30 Dec 2016

Humana Bold Goal Launched in Jacksonville, Florida – a Call to Action

This is the longer original piece with all the links and images that were the genesis for the Florida Times-Union commentary.

This past month I had the opportunity to participate during Humana’s half-day Bold Goal launch conference in Jacksonville, Florida (the county seat is Jacksonville and there has been a consolidated government of Duval County since 1968, so some refer to the broader county).  The conference had excellent presentations and I was honored to be included with a distinguished group of panelists from the Health Department, hospitals, providers of care, and the Duval County Medical Society. It was nice to be involved in an event and try to play a role in improving the health of the community in which I live.

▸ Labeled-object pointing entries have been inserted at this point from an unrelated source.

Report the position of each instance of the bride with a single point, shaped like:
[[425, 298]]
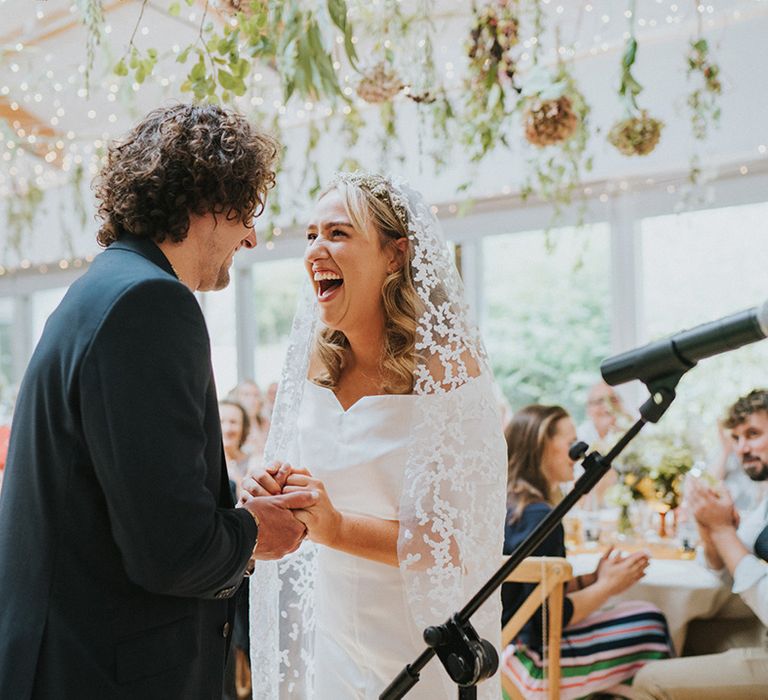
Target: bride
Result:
[[386, 408]]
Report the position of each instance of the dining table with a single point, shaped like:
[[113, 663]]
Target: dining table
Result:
[[675, 581]]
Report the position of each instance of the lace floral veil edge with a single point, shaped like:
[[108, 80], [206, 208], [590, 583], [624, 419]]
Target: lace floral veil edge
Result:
[[453, 501]]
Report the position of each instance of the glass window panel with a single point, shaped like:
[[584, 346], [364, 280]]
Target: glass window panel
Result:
[[546, 316], [219, 309], [43, 304], [276, 289], [697, 267]]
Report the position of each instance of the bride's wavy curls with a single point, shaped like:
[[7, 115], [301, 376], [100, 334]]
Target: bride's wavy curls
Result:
[[402, 305]]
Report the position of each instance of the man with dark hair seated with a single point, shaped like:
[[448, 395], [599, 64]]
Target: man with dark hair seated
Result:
[[740, 551]]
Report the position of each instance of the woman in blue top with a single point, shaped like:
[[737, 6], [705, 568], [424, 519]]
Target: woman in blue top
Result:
[[601, 645]]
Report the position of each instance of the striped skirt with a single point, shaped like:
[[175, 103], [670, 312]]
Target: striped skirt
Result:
[[606, 648]]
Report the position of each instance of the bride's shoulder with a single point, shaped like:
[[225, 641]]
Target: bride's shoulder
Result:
[[452, 372]]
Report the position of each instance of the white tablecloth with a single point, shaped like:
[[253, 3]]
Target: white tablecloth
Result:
[[682, 589]]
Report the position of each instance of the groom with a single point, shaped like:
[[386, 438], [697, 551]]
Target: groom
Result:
[[120, 551]]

There are other efforts ongoing to improve community health in Jacksonville, including the Clinton Health Matters Initiativewhich has focused on solving the hunger issues and a number of hospitals have launched their own efforts as part of the Community Health Assessment and Improvement Plan. While these programs and others in the community may have made some progress, Jacksonville still faces major health issues and our quality measures are poor:

Some of the major barriers we face include:

  • we tend to say we need more data or another study,
  • we have not been very innovative, and
  • we have little accountability.

As far as data goes, there are plenty of studies available in addition to those cited above. Here are just a few more interesting ones:

For data on Health Literacy, the University of North Carolina has a fantastic website. The map itself can be accessed here. The screenshot below shows Duval County with areas of poor health literacy in red and orange. The locations highlighted with below-average health literacy will come as no surprise to those who understand the community, poverty, Social Determinants of Health, and their relationship to health status.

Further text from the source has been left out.